Thanks Daytonite that is helpful to know. Primary problem with faxes in my situation is I work the 7p to 7a shift so the offices really are closed.... I am trying to piece together how to present a workable idea to my institution - I have found that my unit manager is not really open to discussion and being new (7 months) I feel that I should work within the established system but at the same time think that in this age of communication we don't take advantage of the tools available - like emails, blackberries, etc.. Our institution is quite forward in some ways with computerized documentation and computers at the bedside with access to the internet through the institutions website but for some reason there is no communication through that system between nurses and doctors - perhaps there are security issues I am unaware of?? Anyway thank you for telling me about the fax system.

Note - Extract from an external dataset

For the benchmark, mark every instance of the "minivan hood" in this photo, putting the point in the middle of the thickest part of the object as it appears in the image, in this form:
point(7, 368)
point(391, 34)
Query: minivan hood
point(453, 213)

humm i have read through most of this and although i am new i have no problem talking to any doc. i look at it this way; i am working for the patient not the doctor. just like if i was running a job site "construction" say, if the owner wants black tint on the windows instead of the clear and i see no problem with it, i call the tint guys and tell them the issue. so if i see no reason why my patient is NPO and he/she wants to eat i call the doc. if he/she "the doc." gets mad, o well it's not like it was not in the brochure i am sure they all heard about the calls long before they actually became a doc or even entered med school. and besides, at least the patient knows who i am looking out for. i just always think before talking to them this is for my patient not that i am calling asking for a favor for me. if the doctor gets really mad just tell them to write a order to not call them for this or that.

Specializes in ICU, telemetry, LTAC.
i'm a new nurse (3 months) i am working 7p-7a on a med-surg and i was at first very hestitant to call a md. i have quickly adjusted my attitude to "oh well" - as in oh well if the md is asleep, oh well if the md is mean, rude, patronizing, etc... my patient's health relies on me making that call. so, this is the scenario that i have become comfortable with:

"dr xx, my name is xx, i'm calling from xx hospital about xx patient in room ##, are you familiar with this patient?"

what i've come to find is more than 50% of the time the answer is no. for some reason that makes me feel better to know that i actually know more than the md does about the pt in question making my input very valuable. now i feel much more like a part of the patient care team and not just a new, dumb nurse waking up the md. :)

hope this helps with you as well.

my grace is sufficient for thee: for my strength is made perfect in weakness... - ii corinthians 12:9

just to let you know, i have adopted that opening line as well. it makes me sound professional, and feel professional (for a bit anyway). the grumpiest doc on our unit was pleasant when i used this format to talk to him about a really sick patient one evening. anyhow, thanks for the suggestion. it's a really good one!